Muthi is a spiritual healing medicine prescribed by traditional doctors. It is mainly derived from plants and may be combined with animal or mineral formulas. Of the approximately 30,000 plant species in southern Africa, 3,000 are used in traditional medicine. The psychoactive effects of more than 300 of these plants still require further research.
The training process of a traditional doctor is regarded as a "calling". During the training, the trainee must undergo severe tests and rituals to transform into a qualified traditional doctor. This process includes songs, dances and dream interpretations that go through various memories, and eventually evolves into an important commemorative ceremony.
According to the saying, "thwasa" means "toward the light" and symbolizes the transformation of this process.

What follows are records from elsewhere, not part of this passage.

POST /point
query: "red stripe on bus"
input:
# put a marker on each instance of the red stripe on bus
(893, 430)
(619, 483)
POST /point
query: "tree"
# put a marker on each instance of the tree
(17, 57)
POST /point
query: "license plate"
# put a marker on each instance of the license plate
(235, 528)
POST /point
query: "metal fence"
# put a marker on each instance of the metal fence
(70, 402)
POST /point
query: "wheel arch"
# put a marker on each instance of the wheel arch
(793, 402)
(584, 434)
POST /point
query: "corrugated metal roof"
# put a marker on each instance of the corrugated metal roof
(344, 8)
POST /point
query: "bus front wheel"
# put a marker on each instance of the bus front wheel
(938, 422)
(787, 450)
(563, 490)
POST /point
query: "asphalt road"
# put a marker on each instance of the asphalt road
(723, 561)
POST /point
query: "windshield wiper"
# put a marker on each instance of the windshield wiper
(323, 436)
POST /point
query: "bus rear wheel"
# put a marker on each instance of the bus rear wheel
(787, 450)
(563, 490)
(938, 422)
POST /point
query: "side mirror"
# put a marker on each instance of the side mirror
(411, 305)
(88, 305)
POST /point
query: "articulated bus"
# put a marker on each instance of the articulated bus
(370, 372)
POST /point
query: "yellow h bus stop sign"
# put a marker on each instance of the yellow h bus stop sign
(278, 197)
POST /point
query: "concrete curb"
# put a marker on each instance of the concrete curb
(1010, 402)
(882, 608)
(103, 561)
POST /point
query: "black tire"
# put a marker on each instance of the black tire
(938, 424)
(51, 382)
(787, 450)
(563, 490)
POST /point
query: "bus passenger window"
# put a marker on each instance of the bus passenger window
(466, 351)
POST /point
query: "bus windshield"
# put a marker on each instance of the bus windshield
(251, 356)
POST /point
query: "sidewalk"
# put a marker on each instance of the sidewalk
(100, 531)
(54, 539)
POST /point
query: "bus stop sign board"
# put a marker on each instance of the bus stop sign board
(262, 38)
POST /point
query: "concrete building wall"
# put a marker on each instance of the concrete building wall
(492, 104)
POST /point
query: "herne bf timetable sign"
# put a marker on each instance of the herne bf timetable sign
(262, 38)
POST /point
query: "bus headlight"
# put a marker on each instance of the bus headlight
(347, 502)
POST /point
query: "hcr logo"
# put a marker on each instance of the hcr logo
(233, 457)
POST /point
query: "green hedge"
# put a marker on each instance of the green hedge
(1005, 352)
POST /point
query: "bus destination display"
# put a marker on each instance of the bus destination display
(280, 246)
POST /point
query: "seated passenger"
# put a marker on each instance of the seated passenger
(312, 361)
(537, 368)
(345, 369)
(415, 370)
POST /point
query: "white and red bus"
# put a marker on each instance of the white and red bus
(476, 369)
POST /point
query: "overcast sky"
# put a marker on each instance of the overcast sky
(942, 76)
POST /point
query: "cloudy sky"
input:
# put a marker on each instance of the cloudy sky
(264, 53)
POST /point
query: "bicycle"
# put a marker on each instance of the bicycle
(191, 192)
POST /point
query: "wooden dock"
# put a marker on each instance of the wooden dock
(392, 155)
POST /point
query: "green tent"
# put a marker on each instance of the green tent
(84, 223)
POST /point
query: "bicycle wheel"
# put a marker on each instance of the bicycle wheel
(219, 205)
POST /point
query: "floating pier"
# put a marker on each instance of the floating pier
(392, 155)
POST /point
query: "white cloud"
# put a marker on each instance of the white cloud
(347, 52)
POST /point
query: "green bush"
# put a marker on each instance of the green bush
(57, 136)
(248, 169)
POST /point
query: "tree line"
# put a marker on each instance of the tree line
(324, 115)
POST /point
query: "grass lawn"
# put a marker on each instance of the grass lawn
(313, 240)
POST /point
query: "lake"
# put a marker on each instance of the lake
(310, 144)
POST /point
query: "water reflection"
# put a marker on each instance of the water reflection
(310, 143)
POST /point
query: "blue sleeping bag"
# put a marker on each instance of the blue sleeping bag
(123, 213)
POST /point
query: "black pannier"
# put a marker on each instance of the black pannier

At certain points in their training, trainees are required to perform ritual animal sacrifices, usually chickens or goats, in order to summon ancestors and receive their blessings. The entire ceremony included community support and witnessed the birth of a new traditional doctor. The role of traditional doctors is not only medical treatment, but also the inheritors of culture and spirituality.
As times change, these traditional rituals continue to adapt to new social issues and cultural influences. From early themes of hunting to later social resistance involving firearms and colonial rule, these changes also contributed to the evolution of ngoma (traditional healing) with changes in society. Today's traditional doctor's role in the community is no longer that of a sole medical provider, but also a custodian of culture.
With the passage of the Traditional Health Practitioners Act in South Africa in 2007, the status of traditional doctors has been legally recognized. This not only allows traditional medicine to occupy a place in modern society, but also makes us further think about today's rapid development of science and technology. How can the balance between traditional and modern medicine be redefined?